Куртку он протянул мне, и я на несколько секунд непонимающе уставилась на нее, пока не осознала, что мне полагается ее повесить. Ничего подходящего у меня не было, поэтому я попросту как можно аккуратнее сложила ее вчетверо и опустила на пол в углу прихожей. Вид у Рэймонда был не очень довольный, но я не могла понять почему. Эта куртка не казалась дорогой.
Я проводила его в гостиную и предложила чаю. Он казался очень возбужденным.
— Потом, потом! — сказал он. — Сначала, Элеанор, обещанный подарок.
— Давай, — сказала я, собираясь с духом.
Мой опыт сюрпризов весьма ограничен и назвать его особо положительным нельзя. Рэймонд сходил за картонной коробкой и поставил ее на пол.
— Учти, — сказал он, — тебе не обязательно в это ввязываться. Мама будет просто счастлива взять все на себя.
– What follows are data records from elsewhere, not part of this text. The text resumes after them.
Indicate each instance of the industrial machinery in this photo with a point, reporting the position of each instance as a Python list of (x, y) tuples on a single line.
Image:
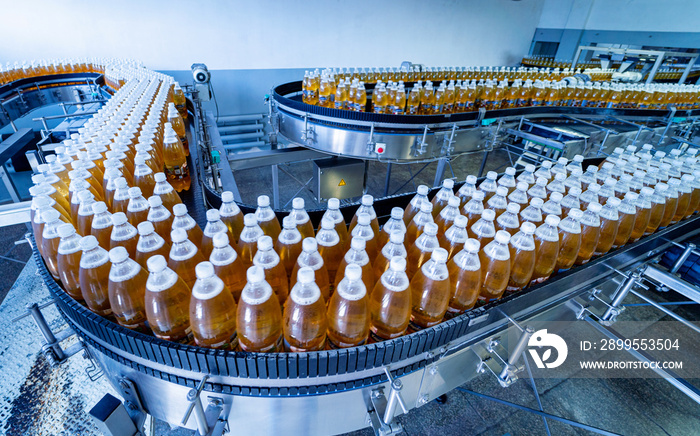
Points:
[(336, 391)]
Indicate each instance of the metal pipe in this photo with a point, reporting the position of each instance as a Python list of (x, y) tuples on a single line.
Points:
[(40, 322), (620, 295), (671, 281), (666, 311)]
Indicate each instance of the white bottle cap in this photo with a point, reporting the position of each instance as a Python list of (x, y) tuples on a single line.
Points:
[(99, 207), (305, 275), (88, 242), (556, 197), (552, 220), (263, 201), (155, 201), (265, 243), (178, 235), (255, 274), (513, 208), (118, 254), (204, 270), (310, 244), (220, 240), (397, 263), (65, 230), (156, 263), (353, 271), (249, 219), (356, 244), (145, 228), (364, 219), (396, 237), (227, 196), (180, 209)]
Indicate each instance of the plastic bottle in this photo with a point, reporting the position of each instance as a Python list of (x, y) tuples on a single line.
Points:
[(121, 196), (329, 247), (474, 208), (304, 317), (390, 302), (227, 266), (50, 240), (137, 209), (495, 267), (508, 180), (123, 234), (546, 249), (418, 223), (442, 197), (160, 217), (467, 190), (165, 191), (394, 224), (167, 302), (127, 290), (465, 278), (569, 239), (590, 233), (182, 220), (275, 274), (101, 226), (366, 207), (430, 292), (643, 206), (175, 164), (214, 226), (509, 220), (149, 244), (68, 260), (85, 212), (357, 255), (333, 212), (420, 252), (348, 310), (364, 231), (266, 217), (528, 175), (484, 230), (94, 276), (447, 216), (539, 189), (212, 310), (184, 256), (414, 206), (489, 185), (522, 258)]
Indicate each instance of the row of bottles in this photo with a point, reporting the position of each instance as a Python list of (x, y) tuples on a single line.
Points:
[(456, 97)]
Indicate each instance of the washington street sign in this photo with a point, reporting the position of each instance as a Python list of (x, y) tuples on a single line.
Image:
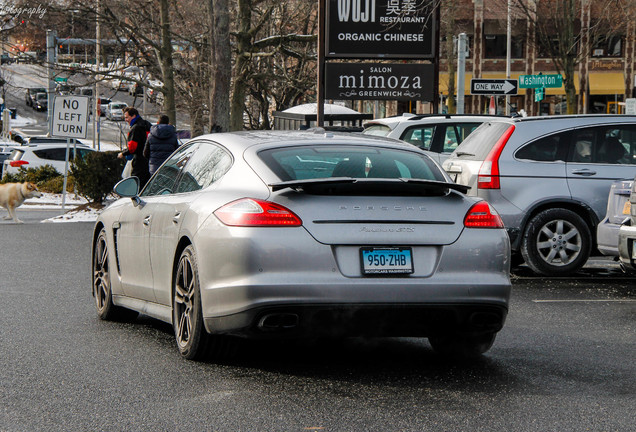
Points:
[(493, 86)]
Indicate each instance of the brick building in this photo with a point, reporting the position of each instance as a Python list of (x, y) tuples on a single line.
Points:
[(603, 77)]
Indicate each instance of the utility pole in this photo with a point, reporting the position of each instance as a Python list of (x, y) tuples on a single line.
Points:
[(461, 71), (50, 60), (96, 114), (508, 55)]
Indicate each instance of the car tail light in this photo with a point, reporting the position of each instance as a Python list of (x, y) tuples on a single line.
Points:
[(488, 177), (253, 212), (482, 215)]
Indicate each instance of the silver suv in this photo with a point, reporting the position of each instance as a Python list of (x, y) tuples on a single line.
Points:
[(438, 134), (549, 179)]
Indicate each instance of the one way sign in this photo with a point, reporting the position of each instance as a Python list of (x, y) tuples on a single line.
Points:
[(493, 87)]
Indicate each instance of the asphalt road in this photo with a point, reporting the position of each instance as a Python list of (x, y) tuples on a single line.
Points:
[(563, 362)]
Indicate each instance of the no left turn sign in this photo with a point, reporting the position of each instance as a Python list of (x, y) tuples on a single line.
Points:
[(70, 116)]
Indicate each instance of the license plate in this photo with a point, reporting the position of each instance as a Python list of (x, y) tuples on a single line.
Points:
[(387, 260)]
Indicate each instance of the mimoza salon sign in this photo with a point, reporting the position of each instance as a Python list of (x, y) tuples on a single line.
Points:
[(381, 29), (379, 81)]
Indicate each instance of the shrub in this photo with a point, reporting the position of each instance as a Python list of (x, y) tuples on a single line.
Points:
[(34, 175), (56, 184), (96, 174)]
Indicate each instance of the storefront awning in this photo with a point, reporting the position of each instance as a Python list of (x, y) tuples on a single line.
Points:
[(608, 83)]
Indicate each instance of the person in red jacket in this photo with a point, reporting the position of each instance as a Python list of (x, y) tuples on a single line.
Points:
[(139, 129)]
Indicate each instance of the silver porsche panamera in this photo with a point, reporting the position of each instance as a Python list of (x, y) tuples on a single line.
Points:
[(295, 234)]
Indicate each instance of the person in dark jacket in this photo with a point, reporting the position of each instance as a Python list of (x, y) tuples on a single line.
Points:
[(162, 141), (139, 129)]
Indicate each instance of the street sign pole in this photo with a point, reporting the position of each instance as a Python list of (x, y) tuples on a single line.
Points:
[(461, 71)]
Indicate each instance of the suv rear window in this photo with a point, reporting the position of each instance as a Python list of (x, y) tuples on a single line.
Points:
[(377, 130), (479, 143)]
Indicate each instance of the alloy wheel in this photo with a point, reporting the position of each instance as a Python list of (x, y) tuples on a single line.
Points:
[(184, 301), (558, 242)]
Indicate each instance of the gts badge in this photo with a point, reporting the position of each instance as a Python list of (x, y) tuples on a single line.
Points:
[(403, 229)]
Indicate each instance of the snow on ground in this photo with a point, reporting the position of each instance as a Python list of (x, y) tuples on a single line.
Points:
[(75, 207)]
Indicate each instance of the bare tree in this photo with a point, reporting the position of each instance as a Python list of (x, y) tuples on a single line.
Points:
[(565, 32)]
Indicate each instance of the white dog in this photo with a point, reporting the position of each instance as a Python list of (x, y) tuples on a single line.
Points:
[(12, 195)]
Просто я подумал, что… в общем…
Он аккуратно открыл крышку, и я инстинктивно отступила на шаг назад.
— Ну, давай, маленькая моя, — промолвил он нежным, воркующим тоном, которого я раньше никогда у него не слышала, — не бойся …
Он засунул руки внутрь и вытащил из коробки самую толстую кошку, какую мне когда-либо доводилось видеть. Теоретически она была черная как смоль, причем эта чернота распространялась даже на нос и усы, однако густой мех покрывали проплешины, выглядевшие на его фоне еще светлее. Рэймонд прижал ее к груди, продолжая что-то ласково шептать на ушко. Кошка, похоже, была не в восторге.
— Ну, что скажешь? — спросил Рэймонд.
Я заглянула в ее зеленые глаза, она в ответ тоже посмотрела на меня. Я шагнула вперед, и Рэймонд протянул ее мне. На мгновение возникло замешательство, пока Рэймонд пытался переместить мне в руки этот живой комок, но потом вдруг все свершилось. Я держала ее, будто ребенка, прижимая к груди, и не столько слышала, сколько чувствовала звучное, утробное урчание. Ах, эта теплая тяжесть! Я зарылась лицом в ее подпорченную шубку и почувствовала, как она повернула ко мне голову и осторожно понюхала мои волосы.